そんなことを書いている自分自身はどうなのかというと、「快楽的・ポジショニング」に最も近いという気がしています。競争心がないわけではない、というよりも、それなりに強いとは思うものの、それなりに強い競争心を遥かに上回るほど、楽しさ・新しさ・知的好奇心を満たすことの欲求のほうがずっと強い、そんな感じです。一方で、自分の強みを見定め、育てることについては、相対的に興味が薄いと思います。それよりも、ひとがやっていないことや、得意なひとがあまりいないことにチャレンジする方が効率的であるという、ある意味では打算的な面もありますし、そういうのが上手な方でもあると自認しています。

一方で、上記した通り、「単にあれこれ手を出すだけでものにならないことにもなりがち」であることについては自覚しているところでもあります。

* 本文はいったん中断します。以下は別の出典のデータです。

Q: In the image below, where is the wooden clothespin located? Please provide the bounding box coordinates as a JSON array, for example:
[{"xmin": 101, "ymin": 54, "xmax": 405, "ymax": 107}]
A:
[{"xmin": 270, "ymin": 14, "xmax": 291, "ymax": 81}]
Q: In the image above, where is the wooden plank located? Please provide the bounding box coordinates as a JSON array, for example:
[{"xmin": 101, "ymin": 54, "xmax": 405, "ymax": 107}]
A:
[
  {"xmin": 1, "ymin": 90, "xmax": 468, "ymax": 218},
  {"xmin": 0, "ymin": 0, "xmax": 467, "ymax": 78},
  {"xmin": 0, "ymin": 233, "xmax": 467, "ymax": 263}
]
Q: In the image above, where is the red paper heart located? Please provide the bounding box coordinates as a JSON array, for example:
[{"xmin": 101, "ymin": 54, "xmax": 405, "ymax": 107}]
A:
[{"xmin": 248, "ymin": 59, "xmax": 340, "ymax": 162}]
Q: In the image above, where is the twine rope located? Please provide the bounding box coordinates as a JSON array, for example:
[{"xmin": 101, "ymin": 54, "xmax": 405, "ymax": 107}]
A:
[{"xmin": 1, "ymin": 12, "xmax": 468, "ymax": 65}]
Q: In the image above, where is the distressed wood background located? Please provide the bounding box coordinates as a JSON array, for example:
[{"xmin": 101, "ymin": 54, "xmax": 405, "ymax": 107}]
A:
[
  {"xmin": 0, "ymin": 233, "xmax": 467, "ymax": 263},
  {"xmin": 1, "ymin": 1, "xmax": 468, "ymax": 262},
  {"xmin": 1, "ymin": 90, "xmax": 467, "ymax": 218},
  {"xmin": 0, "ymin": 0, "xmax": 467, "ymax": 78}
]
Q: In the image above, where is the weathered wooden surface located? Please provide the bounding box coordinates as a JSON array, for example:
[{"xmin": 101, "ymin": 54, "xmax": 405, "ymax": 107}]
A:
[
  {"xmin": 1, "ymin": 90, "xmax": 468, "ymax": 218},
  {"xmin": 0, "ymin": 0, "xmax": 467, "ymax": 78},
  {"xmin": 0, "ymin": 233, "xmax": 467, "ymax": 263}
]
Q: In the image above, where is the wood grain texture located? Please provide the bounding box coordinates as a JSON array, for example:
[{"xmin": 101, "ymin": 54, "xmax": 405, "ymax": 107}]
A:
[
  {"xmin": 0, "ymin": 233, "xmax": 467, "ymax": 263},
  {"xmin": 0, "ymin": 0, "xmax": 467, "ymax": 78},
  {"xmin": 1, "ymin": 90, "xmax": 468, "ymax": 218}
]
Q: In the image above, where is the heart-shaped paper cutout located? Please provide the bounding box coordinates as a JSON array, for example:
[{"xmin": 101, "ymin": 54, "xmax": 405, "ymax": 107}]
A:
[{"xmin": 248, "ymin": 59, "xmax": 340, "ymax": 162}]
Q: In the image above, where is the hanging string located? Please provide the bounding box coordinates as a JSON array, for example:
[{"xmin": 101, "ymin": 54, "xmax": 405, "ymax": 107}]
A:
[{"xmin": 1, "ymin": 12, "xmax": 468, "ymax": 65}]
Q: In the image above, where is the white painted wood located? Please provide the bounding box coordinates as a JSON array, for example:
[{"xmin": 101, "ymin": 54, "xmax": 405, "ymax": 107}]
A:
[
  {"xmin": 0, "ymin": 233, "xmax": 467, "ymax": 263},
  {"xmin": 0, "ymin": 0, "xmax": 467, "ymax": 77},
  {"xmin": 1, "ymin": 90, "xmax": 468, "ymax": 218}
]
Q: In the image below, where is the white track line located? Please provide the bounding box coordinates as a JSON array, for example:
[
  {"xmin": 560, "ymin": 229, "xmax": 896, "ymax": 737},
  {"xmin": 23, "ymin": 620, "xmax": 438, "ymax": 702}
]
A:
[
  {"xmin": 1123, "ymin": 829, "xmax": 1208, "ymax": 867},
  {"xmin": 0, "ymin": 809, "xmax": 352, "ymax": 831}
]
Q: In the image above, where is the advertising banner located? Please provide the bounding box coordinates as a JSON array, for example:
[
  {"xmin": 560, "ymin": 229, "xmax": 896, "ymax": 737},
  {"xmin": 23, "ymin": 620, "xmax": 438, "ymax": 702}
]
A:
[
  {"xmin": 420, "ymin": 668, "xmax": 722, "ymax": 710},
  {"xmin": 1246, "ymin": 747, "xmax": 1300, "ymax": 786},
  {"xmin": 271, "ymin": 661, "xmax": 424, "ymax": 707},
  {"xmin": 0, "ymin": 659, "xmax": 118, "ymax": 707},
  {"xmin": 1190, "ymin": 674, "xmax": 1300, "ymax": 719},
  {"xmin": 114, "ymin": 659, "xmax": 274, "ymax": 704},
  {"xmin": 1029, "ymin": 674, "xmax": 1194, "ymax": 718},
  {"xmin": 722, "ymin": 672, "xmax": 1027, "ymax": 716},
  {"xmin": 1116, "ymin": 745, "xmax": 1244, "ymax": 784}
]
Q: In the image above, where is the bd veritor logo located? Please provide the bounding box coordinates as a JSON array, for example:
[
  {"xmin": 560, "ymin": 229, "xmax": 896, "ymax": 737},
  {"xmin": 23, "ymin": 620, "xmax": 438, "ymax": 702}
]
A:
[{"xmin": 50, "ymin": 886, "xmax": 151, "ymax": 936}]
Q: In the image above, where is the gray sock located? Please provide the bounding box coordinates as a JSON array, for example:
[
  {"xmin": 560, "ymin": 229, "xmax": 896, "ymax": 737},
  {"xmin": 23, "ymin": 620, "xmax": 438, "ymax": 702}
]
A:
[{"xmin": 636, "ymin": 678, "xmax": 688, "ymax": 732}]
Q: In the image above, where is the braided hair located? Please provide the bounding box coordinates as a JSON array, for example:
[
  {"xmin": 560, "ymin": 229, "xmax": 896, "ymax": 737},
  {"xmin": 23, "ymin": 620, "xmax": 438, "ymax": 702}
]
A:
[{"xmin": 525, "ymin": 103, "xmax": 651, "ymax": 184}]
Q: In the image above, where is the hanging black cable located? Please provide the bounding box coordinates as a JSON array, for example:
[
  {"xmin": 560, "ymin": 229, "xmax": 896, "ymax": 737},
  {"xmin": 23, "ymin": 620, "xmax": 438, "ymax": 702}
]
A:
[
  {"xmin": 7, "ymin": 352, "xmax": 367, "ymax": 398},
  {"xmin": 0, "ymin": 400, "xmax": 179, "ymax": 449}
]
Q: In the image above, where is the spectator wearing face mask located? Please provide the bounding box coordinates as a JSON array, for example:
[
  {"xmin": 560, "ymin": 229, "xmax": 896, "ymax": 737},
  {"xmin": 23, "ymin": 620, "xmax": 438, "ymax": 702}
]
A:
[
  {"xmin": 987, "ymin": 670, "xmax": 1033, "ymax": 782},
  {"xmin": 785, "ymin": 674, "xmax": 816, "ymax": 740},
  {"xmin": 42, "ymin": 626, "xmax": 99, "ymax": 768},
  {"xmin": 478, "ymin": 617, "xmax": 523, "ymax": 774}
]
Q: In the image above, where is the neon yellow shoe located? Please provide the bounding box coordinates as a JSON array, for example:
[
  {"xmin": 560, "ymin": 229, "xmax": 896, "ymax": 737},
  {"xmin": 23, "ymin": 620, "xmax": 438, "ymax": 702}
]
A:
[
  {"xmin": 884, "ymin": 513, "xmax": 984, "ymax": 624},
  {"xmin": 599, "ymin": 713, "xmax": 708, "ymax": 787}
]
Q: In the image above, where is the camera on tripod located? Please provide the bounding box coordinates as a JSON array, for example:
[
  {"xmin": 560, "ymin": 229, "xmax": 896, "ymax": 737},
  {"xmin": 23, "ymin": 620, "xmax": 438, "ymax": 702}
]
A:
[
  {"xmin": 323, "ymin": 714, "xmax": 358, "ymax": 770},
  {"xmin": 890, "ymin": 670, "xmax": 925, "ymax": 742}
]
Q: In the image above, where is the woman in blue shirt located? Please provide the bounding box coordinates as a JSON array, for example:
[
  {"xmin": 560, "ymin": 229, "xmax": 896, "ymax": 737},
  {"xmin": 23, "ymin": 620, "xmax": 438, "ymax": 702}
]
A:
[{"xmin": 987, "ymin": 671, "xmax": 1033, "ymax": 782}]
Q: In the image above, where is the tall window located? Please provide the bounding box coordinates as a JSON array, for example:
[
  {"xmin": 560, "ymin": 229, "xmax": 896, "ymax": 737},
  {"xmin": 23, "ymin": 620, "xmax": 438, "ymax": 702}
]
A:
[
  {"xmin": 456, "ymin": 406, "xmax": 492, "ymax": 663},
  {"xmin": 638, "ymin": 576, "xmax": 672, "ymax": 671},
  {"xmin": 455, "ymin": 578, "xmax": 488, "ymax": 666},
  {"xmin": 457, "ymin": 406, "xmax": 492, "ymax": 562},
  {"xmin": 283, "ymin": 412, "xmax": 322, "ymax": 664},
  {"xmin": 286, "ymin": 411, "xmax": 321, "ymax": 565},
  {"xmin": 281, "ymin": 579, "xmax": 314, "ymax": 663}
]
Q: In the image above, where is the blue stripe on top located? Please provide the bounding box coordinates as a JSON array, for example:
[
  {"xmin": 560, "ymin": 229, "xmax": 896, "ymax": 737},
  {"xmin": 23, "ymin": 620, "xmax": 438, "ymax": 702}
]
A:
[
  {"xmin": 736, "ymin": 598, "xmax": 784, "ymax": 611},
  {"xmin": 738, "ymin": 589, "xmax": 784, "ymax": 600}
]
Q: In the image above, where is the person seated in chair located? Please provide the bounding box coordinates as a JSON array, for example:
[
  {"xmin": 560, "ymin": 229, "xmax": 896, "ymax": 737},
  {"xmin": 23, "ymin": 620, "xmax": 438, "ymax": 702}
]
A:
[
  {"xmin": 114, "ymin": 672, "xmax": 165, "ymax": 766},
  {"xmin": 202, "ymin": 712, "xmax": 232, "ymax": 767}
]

また、快楽のレベルを自分の中で高めていかないと、単なる自己満足にもなりかねなと思います。わたくしは最近ワインに凝り始めているのですが、たとえていえば、単に美味しいといってがぶがぶ飲むだけでなく、繊細な香りを嗅ぎ分け、味わいつくせるように自分の感覚を高めていくことが必要だと思っています。快楽の解像度をひたすら上げていくということです。

おわりに

ここで重要なのは、そもそも自分がいかなるタイプのエンジニアなのかを知り、適切な戦略を選択することが、何をどうやるかよりもっと重要なのではないか?ということです。当然のことですが、どのタイプが優れているとか劣っているとかいう話ではありません。世の中にはすごいひとはいくらでもいます。それでもなお、自分を見失わずに・見捨てずに着実に成長していくには、まず自分が何者なのかということを把握することが必要だと思い、そのことをお伝えしたかったのでした。